Historical Revenue Timeline
Financial Narrative
Yes Bank's financial history is one of dramatic expansion, catastrophic deterioration, and disciplined reconstruction—a trajectory that offers rich lessons for students of banking economics, risk management, and institutional turnaround strategy.
In its high-growth phase from FY2010 to FY2018, Yes Bank consistently delivered among the best return-on-equity and return-on-asset metrics in Indian private banking. Revenue grew at a compounded annual growth rate (CAGR) exceeding 30% for much of this period, driven by aggressive loan book expansion and high yields on its corporate lending portfolio. Net interest margins (NIMs) were robust, often exceeding 3.2%, reflecting the bank's concentration in higher-risk, higher-yielding corporate loans. The bank's stock price appreciated substantially during this period, making it a favorite among domestic and foreign institutional investors.
The financial deterioration that began around FY2018 was initially obscured by provisioning gaps and regulatory classification disputes. The RBI's asset quality review (AQR) of Yes Bank in FY2018-19 revealed that the bank's actual gross NPAs were materially higher than reported figures. This divergence—estimated at over Rs 3,000 crore in FY2018 alone—led to the forced early retirement of MD&CEO Rana Kapoor in January 2019, a regulatory action that had no precedent in Indian private banking history at that scale.
The financial year FY2020 represented the nadir of Yes Bank's financial performance. The bank reported a net loss of Rs 16,418 crore, driven by massive provisioning for bad loans accumulated across real estate, infrastructure, and NBFC exposures. Gross NPA jumped to 16.8% of the loan book.
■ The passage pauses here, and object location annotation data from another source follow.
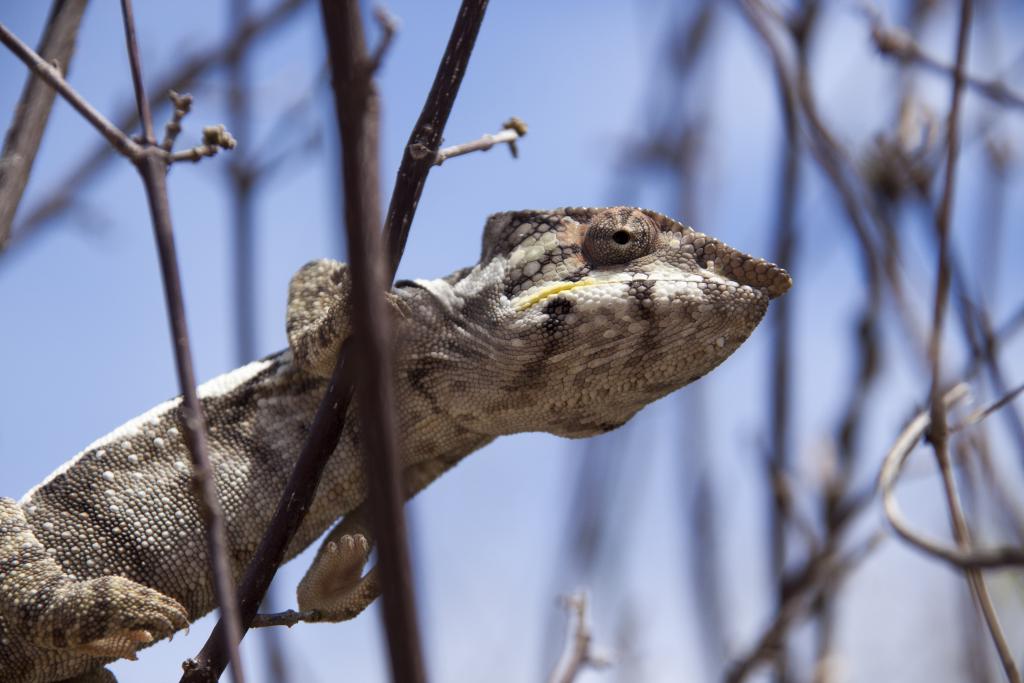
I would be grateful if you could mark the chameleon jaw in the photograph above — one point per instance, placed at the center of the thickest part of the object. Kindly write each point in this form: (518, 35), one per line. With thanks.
(521, 303)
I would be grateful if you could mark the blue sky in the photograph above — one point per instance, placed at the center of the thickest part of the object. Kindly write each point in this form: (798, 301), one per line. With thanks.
(86, 337)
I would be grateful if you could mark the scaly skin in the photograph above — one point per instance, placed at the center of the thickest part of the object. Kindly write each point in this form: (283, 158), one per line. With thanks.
(572, 321)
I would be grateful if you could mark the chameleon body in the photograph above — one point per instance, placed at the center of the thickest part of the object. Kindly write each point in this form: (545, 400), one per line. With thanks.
(572, 321)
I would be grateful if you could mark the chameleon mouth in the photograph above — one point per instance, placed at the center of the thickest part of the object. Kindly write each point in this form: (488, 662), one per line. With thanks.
(522, 303)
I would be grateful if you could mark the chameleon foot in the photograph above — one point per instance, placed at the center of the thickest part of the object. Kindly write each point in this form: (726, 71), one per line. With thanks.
(335, 574)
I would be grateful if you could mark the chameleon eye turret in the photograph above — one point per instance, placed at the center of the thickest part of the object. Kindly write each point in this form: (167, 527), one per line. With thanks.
(619, 236)
(572, 321)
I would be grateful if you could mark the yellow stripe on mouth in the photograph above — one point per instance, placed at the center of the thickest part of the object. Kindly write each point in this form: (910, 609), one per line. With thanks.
(552, 290)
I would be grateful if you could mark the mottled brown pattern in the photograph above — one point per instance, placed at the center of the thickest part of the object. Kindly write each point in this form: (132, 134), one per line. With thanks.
(572, 321)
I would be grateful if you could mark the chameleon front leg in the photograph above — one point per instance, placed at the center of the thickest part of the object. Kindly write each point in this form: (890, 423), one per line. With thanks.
(107, 616)
(334, 585)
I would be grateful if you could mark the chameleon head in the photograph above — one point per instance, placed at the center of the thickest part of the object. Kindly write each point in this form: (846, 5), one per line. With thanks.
(608, 309)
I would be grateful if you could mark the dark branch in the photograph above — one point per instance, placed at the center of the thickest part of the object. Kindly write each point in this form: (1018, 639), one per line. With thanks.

The Capital Adequacy Ratio fell below regulatory minimums, and the moratorium triggered an unprecedented deposit flight that required emergency liquidity support from SBI.
The reconstruction balance sheet of March 2020, which followed the SBI-led rescue, reset Yes Bank's financials with fresh equity and a write-down of certain AT1 (Additional Tier 1) bonds, the latter triggering legal challenges and investor losses that remain a contested regulatory episode in Indian financial history.
From FY2021 onwards, Yes Bank's financial recovery has been methodical. Net interest income stabilized as the cleaned-up loan book began generating steady yields. Non-performing assets were aggressively provisioned, with provision coverage ratios rising sharply. The loan book, though initially shrinking due to the rundown of legacy stressed accounts, began growing again from FY2022 as retail and SME disbursements accelerated. By FY2023, Yes Bank had returned to consistent quarterly profitability, reporting net profits for multiple consecutive quarters—a milestone that validated the turnaround thesis.
FY2024 marked an important inflection: the bank reported full-year net profit, declining gross NPAs below 2%, improving CASA ratios, and growing digital transaction volumes. Revenue crossed Rs 25,000 crore on an annualized basis when fee income and interest income were combined. The bank's net interest margin recovered toward the 2.5–2.8% range, still below best-in-class peers like HDFC Bank (above 4%) but meaningfully improved from the sub-2% troughs of the restructuring years.
One key financial challenge that persists is the overhang of stressed assets under the JC Flowers ARC (Asset Reconstruction Company) arrangement. In FY2023, Yes Bank sold a large portfolio of stressed retail loans to JC Flowers ARC and took security receipts in exchange. The resolution of these security receipts—which depend on underlying loan recovery outcomes—remains a variable that introduces some uncertainty into Yes Bank's future provisioning needs and balance sheet quality.
Return on equity (ROE) remains the bank's primary financial aspiration. At current profitability levels, ROE is in the 5–7% range, well below the 15–18% delivered by leading private banks. Closing this gap requires simultaneous improvement in loan yields, operating leverage, and asset quality—a multi-year journey that management has outlined clearly in investor communications. Analysts broadly expect Yes Bank to reach double-digit ROE by FY2027, contingent on disciplined execution and the absence of macroeconomic shocks.